A hallmark of NERC is the strength of multi-stakeholder involvement and problem solving. This is a direct result of the active participation and support of NERC's Advisory Members. To see a listing of Advisory Members and the benefits of membership, visit the NERC Advisory Membership web page.
The broad spectrum of interests represented by NERC's Advisory Members and Board Members and their willingness to participate significantly contribute to the unique and important role that NERC plays in recycling in the region.
Wondering how you can effectively promote your products and services and still save money? NERC's Spring '10 Workshop - March 23 - will explore on-line tools that will help you do both.
Expert speakers will demonstrate how to use these tools and explain how to benefit from them. Speakers include:
Who Should Attend: Businesses, business service providers, state environmental agencies, municipal recycling coordinators, sustainability coordinators, consultants, and non-profit organizations.
For more information, contact Mary Ann Remolador , NERC Assistant Director.
NERC and the NCER (despite the unfortunate pairing of acronyms) have joined forces to create an exciting new organization known as the Electronics Recycling Coordination Clearinghouse (ERCC). The ERCC is a forum for coordination and information exchange among the state agencies that are implementing electronics recycling laws. While the laws in the states vary in their structure and impact, there are many basic areas of overlap that can be implemented in a consistent manner.
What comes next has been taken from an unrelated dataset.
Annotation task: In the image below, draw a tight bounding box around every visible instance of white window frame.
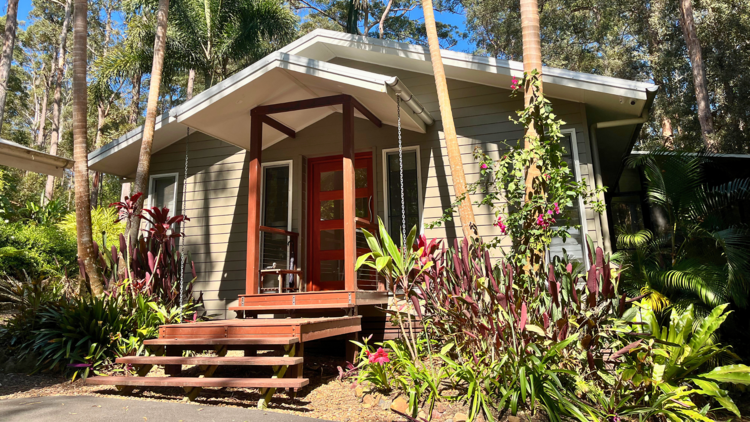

The governance, dues structure, and basic activities of the ERCC are modeled on the successful organization managed by NERC, known as the Toxics in Packaging Clearinghouse (TPCH). TPCH has demonstrated over the years that providing this type of coordination can benefit and reduce costs for state governments and provide consistency to the impacted industry.
The ERCC will serve to identify and coordinate joint approaches to common challenges within the electronics recycling programs. The ERCC is divided into two basic types of membership. The first are the voting members, who are states and local governments that are implementing electronics recycling laws. In addition to the voting members, the ERCC includes an affiliate, non-voting membership made up of industry and other organizations. The ERCC provides affiliate members a forum to efficiently and effectively meet with state regulators to discuss the various aspects of their legislation, and a single resource for important information needed to make timely decisions that affect programmatic details in multiple states.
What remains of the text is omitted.